You're talking about employment where the employer makes much much of off your labor than you will ever receive, and you are powerless to demand your fair share. Yet instead, a safe workplace is the coercive part?
If you don't want to be coerced, you had better not be an employee with wages. Go out there and start your own business.
It’s hilarious to see HN flip from “I dream of a future where no one has to work and fall under the yoke of greedy employers” to “just get injected with this drug and be thankful you have a job; don’t get it and you deserve to starve”.
The vaccines are the magic future where a small bit of technology prevents disease and death.
> don’t get it and you deserve to starve
It's not by chance that you have to make up ridiculous words and put them in my mouth to attempt to criticize the comment, either in this part where I quoted you, or in the weird assertion about no one having to work.
> The vaccines are the magic future where a small bit of technology prevents disease and death.
That's the part I've found so disappointing about this: a couple of decades of development and we have a massive breakthrough in our ability to rapidly create and update vaccines which precisely target near-arbitrary targets. Seeing what would have been a sci-fi technology when I was a kid being the target of so many conspiracy theories must be incredibly disappointing to all of the actual medical experts who worked so hard on this.
HN used to be firmly anti-FBI/CIA and pro-Assange. Something flipped that around such that the FBI and CIA are Real American Heroes and Assange is some sort of Russian asset. The NSA is still a bit of a bogeyman here, but even that may not hold.
HN is also filled with people who were OccupyWallStreet or AntiWar types who now bloviate endlessly on portfolio management and advocate for the invasion of Iran/Syria/Russia/China/etc.
And don't even get me started on the cypherpunks, the phrack guys, etc. There might be one or two of them left who aren't actively wiping their asses with the CAM or Hacker Manifesto daily.
I suspect that evolving from eating Ramen and reading zines in a communal hackerspace to being paid $400k/yr to analyze the click habits of a billion people changes a person.
The anti-war/free love/hippie/flower power boomers did precisely the same thing, of course. Money and status will always kill lofty ideals. Always.

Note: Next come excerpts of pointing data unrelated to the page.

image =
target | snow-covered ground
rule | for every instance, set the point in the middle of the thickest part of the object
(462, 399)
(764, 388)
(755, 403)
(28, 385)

It hadn't occurred to me that this might lead a whole bunch of people, who didn't previously, to regard the employment relationship as fundamentally coercive. Hm. I'm now torn on this.
We were promised that a company can't require a vaccine as a condition of employment? Seeing as some companies have required vaccines for as long as there have been vaccines, I think I must be misunderstanding you.
>Why are private companies stuck policing these absurd policies?
Companies are requiring the vaccine because they make employees less likely to miss work due to illness.